Questions: Sample Size Determination in Research Planning
5 questions to test your understanding
Score: 0 / 5
Question 1 Multiple Choice
A researcher runs an underpowered study (N=25 per group) and finds a statistically significant result at p < .05. What is the most accurate interpretation?
AThe result is reliable — statistical significance is the same regardless of sample size
BThe result is likely a true positive and probably represents the true effect size accurately
CThe significant result is likely real, but the effect size estimate is probably inflated compared to the true population effect
DThe result is certainly a false positive because the study was underpowered
This is the 'winner's curse.' To reach significance in an underpowered study, a random effect estimate must be larger than average — only inflated estimates cross the significance threshold when N is too small. So significant results from underpowered studies systematically overestimate effect sizes. The result may or may not be a true positive, but if it is, the published estimate is likely exaggerated. Replication attempts with adequate power then fail to find effects of that magnitude, contributing to the replication crisis.
Question 2 Multiple Choice
A researcher expects a small effect (d = 0.2) and recruits 30 participants per group. Which outcome is most likely?
AAdequate power to detect the effect because d = 0.2 is a real effect that alpha = .05 should catch
BThe study is severely underpowered — detecting d = 0.2 at 80% power requires roughly 394 participants per group
CThe study is slightly underpowered but will probably reach significance if the true effect exists
DPower is adequate because the researcher can always increase N after seeing a trend in the data
A small effect by Cohen's conventions (d = 0.2) requires ~394 participants per group to achieve 80% power at α = .05. With only 30 per group, power is roughly 11% — the study will miss the effect nine times out of ten. Researchers dramatically underestimate how large samples need to be for small effects. Adding participants after seeing a trend (optional stopping) inflates the false positive rate and is not a valid remedy.
Question 3 True / False
An underpowered study that finds a statistically significant result is more likely to accurately estimate the true effect size than an adequately powered study.
TTrue
FFalse
Answer: False
The opposite is true. To reach statistical significance when sample size is small, a random effect estimate must be inflated above the population value. This is the winner's curse: the significant result 'won' the noise lottery, producing an estimate that exceeds the truth. Adequately powered studies find significance for typical estimates near the true effect size, not just for outlier estimates. This is why the literature systematically overestimates effects when built from underpowered studies.
Question 4 True / False
Conducting a power analysis requires you to specify the expected effect size before collecting data.
TTrue
FFalse
Answer: True
True. Power is a function of four quantities: N, effect size, alpha, and power (1-β). A power analysis solves for N given the other three, so you must commit to an expected effect size in advance. This forces researchers to engage with prior literature and meta-analyses, and creates accountability through preregistration. Researchers who skip this step typically collect whatever N is convenient, which is almost always too small for the effect sizes their designs can realistically detect.
Question 5 Short Answer
Why do statistically significant results from underpowered studies often fail to replicate in later, adequately powered studies?

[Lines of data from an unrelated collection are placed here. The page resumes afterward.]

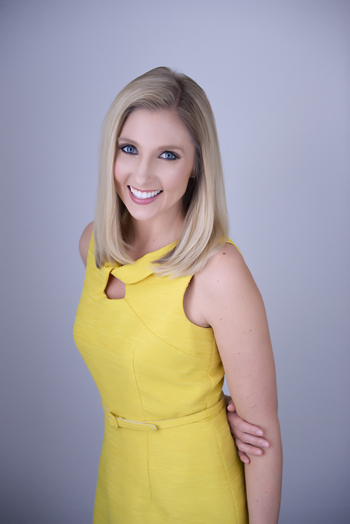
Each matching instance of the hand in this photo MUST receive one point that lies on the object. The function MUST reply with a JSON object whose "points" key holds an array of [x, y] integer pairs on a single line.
{"points": [[248, 438]]}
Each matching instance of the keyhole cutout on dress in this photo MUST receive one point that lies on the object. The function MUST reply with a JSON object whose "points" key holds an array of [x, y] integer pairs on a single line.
{"points": [[115, 289]]}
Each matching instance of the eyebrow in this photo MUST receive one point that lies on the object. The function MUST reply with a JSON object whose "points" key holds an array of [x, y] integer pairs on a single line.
{"points": [[163, 148]]}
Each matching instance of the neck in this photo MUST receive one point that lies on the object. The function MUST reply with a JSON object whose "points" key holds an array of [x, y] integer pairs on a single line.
{"points": [[147, 235]]}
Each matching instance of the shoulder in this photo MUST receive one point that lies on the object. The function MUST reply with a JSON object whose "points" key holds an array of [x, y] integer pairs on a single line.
{"points": [[226, 285], [84, 242], [226, 265]]}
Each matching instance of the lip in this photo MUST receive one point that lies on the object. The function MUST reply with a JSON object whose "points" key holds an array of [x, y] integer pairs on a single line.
{"points": [[143, 201]]}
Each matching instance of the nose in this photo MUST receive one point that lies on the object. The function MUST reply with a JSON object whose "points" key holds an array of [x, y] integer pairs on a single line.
{"points": [[143, 172]]}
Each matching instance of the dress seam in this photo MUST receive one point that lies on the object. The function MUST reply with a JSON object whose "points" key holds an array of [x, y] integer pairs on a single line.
{"points": [[143, 411], [164, 341]]}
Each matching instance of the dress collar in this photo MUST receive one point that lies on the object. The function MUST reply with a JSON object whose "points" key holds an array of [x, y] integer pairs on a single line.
{"points": [[140, 269]]}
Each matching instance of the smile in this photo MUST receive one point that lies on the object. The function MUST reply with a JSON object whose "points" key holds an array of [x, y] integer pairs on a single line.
{"points": [[144, 195]]}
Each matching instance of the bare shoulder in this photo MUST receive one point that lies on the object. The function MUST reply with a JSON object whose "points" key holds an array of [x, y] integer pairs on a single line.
{"points": [[226, 284], [227, 265], [84, 242]]}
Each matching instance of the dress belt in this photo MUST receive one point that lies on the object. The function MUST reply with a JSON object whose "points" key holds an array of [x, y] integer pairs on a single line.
{"points": [[153, 425]]}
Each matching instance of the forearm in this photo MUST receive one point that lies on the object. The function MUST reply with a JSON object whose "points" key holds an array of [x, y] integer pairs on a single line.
{"points": [[263, 481]]}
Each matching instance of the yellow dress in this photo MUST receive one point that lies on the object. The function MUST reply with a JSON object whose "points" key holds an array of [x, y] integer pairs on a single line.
{"points": [[168, 455]]}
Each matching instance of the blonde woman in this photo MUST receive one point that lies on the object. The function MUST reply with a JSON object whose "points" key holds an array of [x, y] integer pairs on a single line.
{"points": [[169, 306]]}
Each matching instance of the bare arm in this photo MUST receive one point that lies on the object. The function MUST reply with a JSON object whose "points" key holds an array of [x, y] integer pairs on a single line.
{"points": [[249, 439], [233, 306], [85, 241]]}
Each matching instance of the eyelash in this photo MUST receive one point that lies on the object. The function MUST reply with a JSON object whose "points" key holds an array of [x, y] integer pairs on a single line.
{"points": [[122, 148]]}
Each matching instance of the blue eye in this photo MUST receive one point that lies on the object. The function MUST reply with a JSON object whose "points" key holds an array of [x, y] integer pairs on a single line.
{"points": [[128, 149], [169, 155]]}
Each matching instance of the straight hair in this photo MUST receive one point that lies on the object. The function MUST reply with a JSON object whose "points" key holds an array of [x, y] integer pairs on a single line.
{"points": [[205, 227]]}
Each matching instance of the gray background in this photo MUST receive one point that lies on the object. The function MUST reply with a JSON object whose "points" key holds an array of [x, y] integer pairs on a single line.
{"points": [[277, 75]]}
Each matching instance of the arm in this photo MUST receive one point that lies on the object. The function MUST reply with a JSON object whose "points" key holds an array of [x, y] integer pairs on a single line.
{"points": [[248, 438], [85, 241], [232, 305]]}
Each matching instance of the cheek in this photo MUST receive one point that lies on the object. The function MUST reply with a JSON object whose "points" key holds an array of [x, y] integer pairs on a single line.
{"points": [[179, 180]]}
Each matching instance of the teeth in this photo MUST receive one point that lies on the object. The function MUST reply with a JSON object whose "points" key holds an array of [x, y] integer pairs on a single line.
{"points": [[143, 194]]}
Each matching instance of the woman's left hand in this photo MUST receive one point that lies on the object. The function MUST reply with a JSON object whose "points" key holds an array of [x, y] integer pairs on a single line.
{"points": [[249, 439]]}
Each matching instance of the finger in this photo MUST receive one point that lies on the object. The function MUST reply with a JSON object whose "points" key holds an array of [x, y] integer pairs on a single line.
{"points": [[237, 422], [258, 442], [244, 458], [229, 403], [247, 448]]}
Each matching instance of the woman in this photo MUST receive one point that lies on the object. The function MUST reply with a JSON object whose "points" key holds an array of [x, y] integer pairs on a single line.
{"points": [[168, 304]]}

Think about your answer, then reveal below.
Model answer: Underpowered studies produce significant results only when their random effect estimates happen to be inflated above the true population value — the winner's curse. The published significant finding therefore overstates the true effect. When a larger, adequately powered study looks for an effect of the published magnitude, it doesn't find one at that size, even if the underlying effect is real and smaller. This systematic inflation of published effect sizes is a major cause of replication failures.
This connects underpowering to the replication crisis. It's not just that underpowered studies miss effects (Type II error) — it's that the ones they do catch are biased upward. The entire published literature on a topic can become an overestimate of reality when it is built from underpowered studies, making it look like science is inconsistent when the real problem is systematic bias at the study design stage.